Why this matters for the platform choice: anyone buying individual gilts at these yields wants to capture the full yield with zero platform drag. A 0.25% custody fee on a £50,000 gilt holding is £125/year — that's nearly 30 days of running yield surrendered to the broker. On Scottish Widows that custody is £0.

Who actually offers individual gilt dealing in 2026

Scottish Widows Share Dealing offers the full UK gilt range — conventional Treasury Gilts at coupons from 0.125% out to 6%, and index-linked gilts maturing as far as 2073, all dealt online at the standard £5 commission. The Scottish Widows bonds and gilts centre lets you filter by issuer, coupon and price. That sounds mundane until you start comparing.

  • Scottish Widows SD: yes, £5 per trade, no platform fee on the ISA/GIA holding the gilt
  • Hargreaves Lansdown: yes, £6.95 per trade (post-March 2026), 0.35% account charge with £150 cap on shares/bonds in ISA/SIPP
  • AJ Bell: yes, £5 per trade, 0.25% custody on the gilt holding capped at £3.50/month (£42/year) per account
  • Interactive Investor: yes, included in the Core plan at £5.99/month flat (£71.88/year for the whole portfolio)
  • Fidelity Personal Investing: no — does not offer individual bonds or gilts
  • Vanguard Investor: no — funds and ETFs only
  • Trading 212: no — no individual gilts or bonds
  • InvestEngine: no — ETF-only
  • Freetrade: limited — gilts only on its Plus subscription

For anyone running a DIY gilt ladder — buying short-dated low-coupon gilts to harvest the capital-gains-free element of UK tax law, or dripping into index-linked gilts for inflation protection — this is the platform that disappears beneath the trade.

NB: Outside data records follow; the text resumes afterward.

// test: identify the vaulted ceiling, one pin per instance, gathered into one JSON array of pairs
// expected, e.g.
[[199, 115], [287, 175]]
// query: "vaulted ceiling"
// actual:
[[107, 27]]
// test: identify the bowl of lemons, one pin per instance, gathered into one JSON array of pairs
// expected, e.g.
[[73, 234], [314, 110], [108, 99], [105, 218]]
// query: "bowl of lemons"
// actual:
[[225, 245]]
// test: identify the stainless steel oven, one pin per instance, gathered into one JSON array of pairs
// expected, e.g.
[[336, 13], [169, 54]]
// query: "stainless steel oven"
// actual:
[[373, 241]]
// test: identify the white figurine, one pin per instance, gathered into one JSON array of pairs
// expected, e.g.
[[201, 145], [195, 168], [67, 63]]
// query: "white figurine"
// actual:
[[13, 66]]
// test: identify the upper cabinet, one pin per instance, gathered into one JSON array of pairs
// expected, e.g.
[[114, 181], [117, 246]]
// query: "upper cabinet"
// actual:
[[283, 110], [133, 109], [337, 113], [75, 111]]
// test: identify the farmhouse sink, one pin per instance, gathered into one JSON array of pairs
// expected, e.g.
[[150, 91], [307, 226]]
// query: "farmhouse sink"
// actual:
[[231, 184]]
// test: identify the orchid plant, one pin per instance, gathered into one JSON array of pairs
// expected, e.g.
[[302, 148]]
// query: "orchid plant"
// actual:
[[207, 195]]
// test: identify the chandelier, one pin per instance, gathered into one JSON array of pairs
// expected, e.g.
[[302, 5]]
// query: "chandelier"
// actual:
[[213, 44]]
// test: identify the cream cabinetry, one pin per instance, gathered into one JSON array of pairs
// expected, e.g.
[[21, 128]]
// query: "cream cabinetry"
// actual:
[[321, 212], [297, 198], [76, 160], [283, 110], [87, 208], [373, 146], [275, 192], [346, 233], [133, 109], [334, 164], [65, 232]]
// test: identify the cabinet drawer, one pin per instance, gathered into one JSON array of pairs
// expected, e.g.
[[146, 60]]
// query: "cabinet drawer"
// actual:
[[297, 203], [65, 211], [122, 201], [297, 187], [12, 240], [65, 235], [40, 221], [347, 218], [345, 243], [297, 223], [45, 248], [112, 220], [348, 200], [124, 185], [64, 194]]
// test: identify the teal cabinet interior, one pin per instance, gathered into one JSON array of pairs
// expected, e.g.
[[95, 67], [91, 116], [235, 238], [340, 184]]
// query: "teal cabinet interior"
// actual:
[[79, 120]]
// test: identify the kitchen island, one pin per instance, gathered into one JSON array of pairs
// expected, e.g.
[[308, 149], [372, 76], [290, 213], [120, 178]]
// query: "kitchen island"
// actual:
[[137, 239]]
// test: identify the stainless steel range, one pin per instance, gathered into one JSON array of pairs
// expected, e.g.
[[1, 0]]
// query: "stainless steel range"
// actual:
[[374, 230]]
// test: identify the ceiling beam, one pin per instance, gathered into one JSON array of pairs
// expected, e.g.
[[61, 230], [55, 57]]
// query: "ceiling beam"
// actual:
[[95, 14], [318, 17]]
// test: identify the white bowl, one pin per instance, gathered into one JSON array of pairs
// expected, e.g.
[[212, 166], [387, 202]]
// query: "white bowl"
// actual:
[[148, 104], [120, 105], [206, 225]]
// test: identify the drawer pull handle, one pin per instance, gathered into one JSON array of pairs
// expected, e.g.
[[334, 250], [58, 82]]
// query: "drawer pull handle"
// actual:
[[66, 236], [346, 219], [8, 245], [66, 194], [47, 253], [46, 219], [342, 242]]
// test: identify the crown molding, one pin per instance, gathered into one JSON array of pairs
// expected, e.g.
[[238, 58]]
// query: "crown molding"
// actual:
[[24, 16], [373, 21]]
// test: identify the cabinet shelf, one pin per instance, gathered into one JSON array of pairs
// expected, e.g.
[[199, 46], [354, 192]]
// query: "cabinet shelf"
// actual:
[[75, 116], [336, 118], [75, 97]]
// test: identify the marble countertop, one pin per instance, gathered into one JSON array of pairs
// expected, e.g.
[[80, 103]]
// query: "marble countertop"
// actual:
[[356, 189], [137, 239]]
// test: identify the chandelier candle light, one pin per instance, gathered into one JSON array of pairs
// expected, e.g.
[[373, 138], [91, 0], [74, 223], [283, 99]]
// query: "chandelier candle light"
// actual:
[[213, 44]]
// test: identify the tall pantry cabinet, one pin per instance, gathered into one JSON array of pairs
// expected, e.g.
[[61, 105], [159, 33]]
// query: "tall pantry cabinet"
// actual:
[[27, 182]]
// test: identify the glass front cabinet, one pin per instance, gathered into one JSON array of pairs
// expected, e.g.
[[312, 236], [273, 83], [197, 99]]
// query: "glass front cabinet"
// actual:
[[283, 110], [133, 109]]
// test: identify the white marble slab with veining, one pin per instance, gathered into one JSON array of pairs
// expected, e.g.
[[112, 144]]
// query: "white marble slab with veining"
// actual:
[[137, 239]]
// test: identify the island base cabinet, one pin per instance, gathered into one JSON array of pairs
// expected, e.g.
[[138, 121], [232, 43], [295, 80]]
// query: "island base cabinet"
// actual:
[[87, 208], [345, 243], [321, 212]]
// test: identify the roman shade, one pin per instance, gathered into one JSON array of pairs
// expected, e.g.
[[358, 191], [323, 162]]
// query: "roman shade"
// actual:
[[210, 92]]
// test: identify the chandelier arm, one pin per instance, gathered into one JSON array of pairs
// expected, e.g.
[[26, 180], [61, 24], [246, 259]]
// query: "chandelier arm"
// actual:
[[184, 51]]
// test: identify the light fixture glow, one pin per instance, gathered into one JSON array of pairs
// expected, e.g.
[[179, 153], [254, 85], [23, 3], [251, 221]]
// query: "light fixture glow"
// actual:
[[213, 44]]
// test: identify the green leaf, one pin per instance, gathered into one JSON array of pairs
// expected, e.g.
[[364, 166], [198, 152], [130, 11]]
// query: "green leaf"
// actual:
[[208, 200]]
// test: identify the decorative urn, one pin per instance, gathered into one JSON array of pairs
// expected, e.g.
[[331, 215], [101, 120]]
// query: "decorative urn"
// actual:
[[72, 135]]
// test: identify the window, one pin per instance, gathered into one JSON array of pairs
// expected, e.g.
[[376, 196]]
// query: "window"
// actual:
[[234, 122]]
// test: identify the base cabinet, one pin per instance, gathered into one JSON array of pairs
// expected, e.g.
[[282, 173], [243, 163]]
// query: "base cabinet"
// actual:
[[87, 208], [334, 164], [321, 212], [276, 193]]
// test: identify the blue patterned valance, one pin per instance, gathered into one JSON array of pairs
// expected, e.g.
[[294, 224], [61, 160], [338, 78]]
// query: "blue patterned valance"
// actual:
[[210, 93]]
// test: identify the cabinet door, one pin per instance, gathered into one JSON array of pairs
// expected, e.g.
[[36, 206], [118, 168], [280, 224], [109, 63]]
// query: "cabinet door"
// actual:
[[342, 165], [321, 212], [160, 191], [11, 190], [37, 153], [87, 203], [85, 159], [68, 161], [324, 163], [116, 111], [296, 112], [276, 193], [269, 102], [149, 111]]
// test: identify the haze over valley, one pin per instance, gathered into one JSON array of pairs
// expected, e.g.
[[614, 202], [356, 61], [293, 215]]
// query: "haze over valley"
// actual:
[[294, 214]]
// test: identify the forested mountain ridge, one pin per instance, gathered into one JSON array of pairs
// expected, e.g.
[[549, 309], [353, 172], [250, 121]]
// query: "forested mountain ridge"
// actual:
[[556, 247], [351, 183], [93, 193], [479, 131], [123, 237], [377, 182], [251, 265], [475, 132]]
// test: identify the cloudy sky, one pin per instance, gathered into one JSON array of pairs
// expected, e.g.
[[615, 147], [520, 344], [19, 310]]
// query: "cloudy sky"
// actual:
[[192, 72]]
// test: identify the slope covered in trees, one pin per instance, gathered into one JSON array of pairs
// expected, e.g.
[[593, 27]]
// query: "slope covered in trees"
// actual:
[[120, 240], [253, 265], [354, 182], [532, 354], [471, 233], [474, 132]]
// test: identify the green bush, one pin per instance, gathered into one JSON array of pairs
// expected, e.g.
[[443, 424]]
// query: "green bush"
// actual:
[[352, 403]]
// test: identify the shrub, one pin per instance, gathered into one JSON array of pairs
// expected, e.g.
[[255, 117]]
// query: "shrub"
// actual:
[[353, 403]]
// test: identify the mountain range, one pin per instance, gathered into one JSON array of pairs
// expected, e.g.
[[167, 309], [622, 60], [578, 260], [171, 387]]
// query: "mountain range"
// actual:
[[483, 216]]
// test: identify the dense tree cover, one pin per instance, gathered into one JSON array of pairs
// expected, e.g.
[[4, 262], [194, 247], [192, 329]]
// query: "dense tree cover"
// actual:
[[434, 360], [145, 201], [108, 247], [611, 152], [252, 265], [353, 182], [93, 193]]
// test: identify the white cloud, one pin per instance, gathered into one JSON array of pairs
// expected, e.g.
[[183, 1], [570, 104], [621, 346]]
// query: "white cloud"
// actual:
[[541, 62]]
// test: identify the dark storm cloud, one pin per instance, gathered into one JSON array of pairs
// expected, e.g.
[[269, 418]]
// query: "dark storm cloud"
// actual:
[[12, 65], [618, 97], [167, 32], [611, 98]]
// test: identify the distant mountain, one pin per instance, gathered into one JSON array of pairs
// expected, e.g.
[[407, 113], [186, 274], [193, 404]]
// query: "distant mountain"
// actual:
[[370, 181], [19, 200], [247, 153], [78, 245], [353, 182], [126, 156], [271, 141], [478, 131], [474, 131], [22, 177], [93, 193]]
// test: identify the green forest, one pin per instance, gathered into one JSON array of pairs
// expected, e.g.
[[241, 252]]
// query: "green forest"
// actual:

Holding £50,000 of gilts in a Scottish Widows ISA costs £0 in custody. The same ladder on AJ Bell costs £42/year (capped). On HL it costs the lower of 0.35% (£175) or the £150 cap. On II it folds into the £71.88 Core plan that covers everything else too.

What the buy actually looks like on the platform

The mechanics matter for new gilt buyers, because the gilts centre interface is unlike a share trade. Log into the share dealing account, go to "Bonds & Gilts" from the trading menu, and the screener loads with conventional and index-linked separated into tabs. Filter by maturity (1Y / 5Y / 10Y / 20Y / 30Y) or issuer (UK Government / corporate). Each line shows the clean price, the running yield, and the gross redemption yield. Click through to a quote screen that shows the bid/offer and the current dirty price (clean price plus accrued interest), then enter the nominal amount you want to buy — the order executes at the next reportable price.

The £5 commission is fixed regardless of the trade size. UK gilts settle T+1 — order placed Tuesday settles Wednesday — and the holding appears in the account screen the next morning at the dirty price you paid. Coupons land twice a year, automatically, and show in the cash account ready to be reinvested. There's no separate "bond" wrapper; the gilt sits inside the same ISA or SIPP as your shares and funds. For investors using the DMO Purchase and Sale Service, Scottish Widows is the cheaper alternative for buys above about £1,500 — the DMO charges 0.7% (capped at £45) and forces postal forms, while Scottish Widows is online and £5 flat.

The CGT trick at current yields

Gilts have a quirk that index funds don't: the capital gain is exempt from Capital Gains Tax under Section 115 of the TCGA 1992. With gilt yields near 4.89% on the 10-year, low-coupon short-dated gilts trade at a discount to par. A 0.25% coupon gilt maturing in 2027 trades around 95-96p in the pound; held to maturity, you pocket the 4-5p capital gain entirely tax-free. Most of the total return on these short-dated low-coupon gilts is structured as capital appreciation, not coupon — so the higher-rate taxpayer sees an effective post-tax yield far above the running yield. On £20,000 invested in such a gilt, the CGT exemption can be worth £400-£800 over the holding period vs the same yield received as taxable interest.

This trick only works if the gilt sits in a taxable account (a GIA outside an ISA), but matters most for higher-rate taxpayers who've already maxed their £20,000 ISA allowance and would otherwise pay 20% or 40% on coupon income. The HMRC guidance on gilts and tax confirms the treatment.

The arithmetic shifts at scale. A £100,000 conventional-gilt ladder costs nothing to hold here. The same ladder on Vanguard or Fidelity simply isn't available — those platforms don't deal individual securities at the gilt end of the market. The 22.2% click-through rate that the query "iweb gilts" earns on Google isn't an accident: this is the platform UK gilt buyers were already using before the rebrand, and the maths still works.

One caveat. Cash held against pending gilt purchases earns 0% inside the ISA — the same drag that hits any uninvested ISA cash. If you're laddering monthly, time the buys so cash sits for hours, not weeks.

Building a £50K Gilt Ladder Inside the ISA

A worked example sharpens the abstract numbers. Take £50,000 inside a Scottish Widows Share Dealing ISA, target a five-rung ladder maturing one year apart, and pick conventional gilts with low coupons to maximise the CGT-friendly element (which is academic inside an ISA but matters if the same strategy is replicated outside it).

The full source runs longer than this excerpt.